API.) While it isn't visible to end users, it isn't secret either: I recovered

mine and my chat partners' using LINE for Google Chrome and Chrome's developer

tools.



When a chat backup is created, both IDs are concatenated and

[`hashCode()`](https://en.wikipedia.org/wiki/Java_hashCode()#The_java.lang.String_hash_function)ed.

The resulting 32-bit integer is then used as an initialization vector (IV) to

derive a 128-bit encryption key, and the chat database is encrypted using

AES-ECB with PKCS#5 padding.



After finding both IDs and reimplementing the encryption scheme, I was able to

successfully decrypt a backup made from my account.



### Key-recovery



On top of the encryption key being derived from a 32-bit integer, the key

derivation function (KDF) is fast and only called once. This effectively

reduces the size of the key space to 2^32, which can be searched quickly.



A simple way to search the key space is to derive a key from every possible IV,

and use it to try to decrypt the first 16-byte block of the ciphertext (which

is expected to be `SQLite format 3\x00`).



Using this attack, I was able to recover a key in less than 4 minutes on a 7

years old laptop (i5-2540M @ 2.60GHz).



![Successful key-recovery](docs/hackergirl.png)



### Possible improvements



The KDF has collisions (e.g. the IVs -1147136985, -1147146969, -1147157209...

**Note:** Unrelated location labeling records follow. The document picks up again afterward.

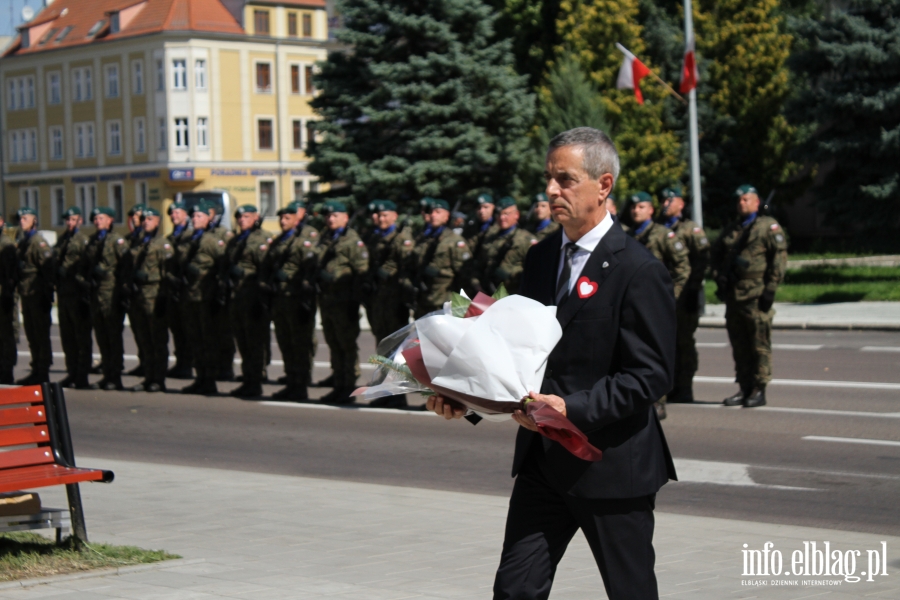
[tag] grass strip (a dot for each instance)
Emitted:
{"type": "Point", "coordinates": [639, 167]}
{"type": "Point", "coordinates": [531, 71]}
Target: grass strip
{"type": "Point", "coordinates": [25, 555]}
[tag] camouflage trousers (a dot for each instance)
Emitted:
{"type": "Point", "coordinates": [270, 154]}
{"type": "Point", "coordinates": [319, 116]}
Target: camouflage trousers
{"type": "Point", "coordinates": [340, 324]}
{"type": "Point", "coordinates": [75, 334]}
{"type": "Point", "coordinates": [151, 332]}
{"type": "Point", "coordinates": [686, 359]}
{"type": "Point", "coordinates": [750, 334]}
{"type": "Point", "coordinates": [295, 331]}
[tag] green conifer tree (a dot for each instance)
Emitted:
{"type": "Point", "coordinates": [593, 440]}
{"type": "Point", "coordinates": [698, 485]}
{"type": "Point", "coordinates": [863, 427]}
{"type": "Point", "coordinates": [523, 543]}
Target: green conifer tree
{"type": "Point", "coordinates": [425, 103]}
{"type": "Point", "coordinates": [852, 103]}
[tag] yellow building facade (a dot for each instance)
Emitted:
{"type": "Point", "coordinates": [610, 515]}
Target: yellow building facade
{"type": "Point", "coordinates": [127, 119]}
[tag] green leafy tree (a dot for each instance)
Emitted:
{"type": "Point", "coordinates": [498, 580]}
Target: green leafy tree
{"type": "Point", "coordinates": [852, 64]}
{"type": "Point", "coordinates": [425, 103]}
{"type": "Point", "coordinates": [650, 152]}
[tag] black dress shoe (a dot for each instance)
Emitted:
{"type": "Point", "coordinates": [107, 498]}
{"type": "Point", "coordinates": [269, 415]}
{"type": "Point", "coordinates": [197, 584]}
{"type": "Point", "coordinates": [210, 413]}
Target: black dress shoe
{"type": "Point", "coordinates": [756, 398]}
{"type": "Point", "coordinates": [736, 400]}
{"type": "Point", "coordinates": [327, 382]}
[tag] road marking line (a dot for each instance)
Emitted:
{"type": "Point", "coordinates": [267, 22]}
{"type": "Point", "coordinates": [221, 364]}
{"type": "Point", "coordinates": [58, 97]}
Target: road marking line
{"type": "Point", "coordinates": [859, 385]}
{"type": "Point", "coordinates": [824, 438]}
{"type": "Point", "coordinates": [811, 347]}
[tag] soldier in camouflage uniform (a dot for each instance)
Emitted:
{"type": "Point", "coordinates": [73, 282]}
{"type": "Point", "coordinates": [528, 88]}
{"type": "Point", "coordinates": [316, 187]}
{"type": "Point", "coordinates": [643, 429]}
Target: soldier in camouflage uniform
{"type": "Point", "coordinates": [501, 255]}
{"type": "Point", "coordinates": [105, 262]}
{"type": "Point", "coordinates": [343, 262]}
{"type": "Point", "coordinates": [37, 276]}
{"type": "Point", "coordinates": [748, 263]}
{"type": "Point", "coordinates": [176, 314]}
{"type": "Point", "coordinates": [200, 293]}
{"type": "Point", "coordinates": [442, 266]}
{"type": "Point", "coordinates": [544, 225]}
{"type": "Point", "coordinates": [288, 279]}
{"type": "Point", "coordinates": [687, 310]}
{"type": "Point", "coordinates": [9, 318]}
{"type": "Point", "coordinates": [665, 246]}
{"type": "Point", "coordinates": [148, 302]}
{"type": "Point", "coordinates": [74, 302]}
{"type": "Point", "coordinates": [483, 225]}
{"type": "Point", "coordinates": [244, 255]}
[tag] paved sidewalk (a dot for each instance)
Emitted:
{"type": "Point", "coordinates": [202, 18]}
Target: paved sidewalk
{"type": "Point", "coordinates": [274, 537]}
{"type": "Point", "coordinates": [839, 315]}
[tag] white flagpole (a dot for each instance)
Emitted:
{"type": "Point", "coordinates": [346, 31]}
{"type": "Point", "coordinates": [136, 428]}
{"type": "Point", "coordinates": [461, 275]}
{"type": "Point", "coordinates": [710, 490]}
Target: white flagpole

all yield the same key), which leads me to believe this attack could be

improved.



### Lessons learned



- Do not use 32-bit IVs.

- Do not use `hashCode()` as a cryptographic hash function.

- Do not implement your own KDF.

- Use a slow KDF to prevent brute-force attacks.

- [Do not use AES in ECB mode.](https://i.imgur.com/CBdiOQ8.png)



## License



This project is licensed under the terms of the MIT license, except for the

contents of the `crypto` directory which are licensed under the

[Go BSD-style license](crypto/LICENSE).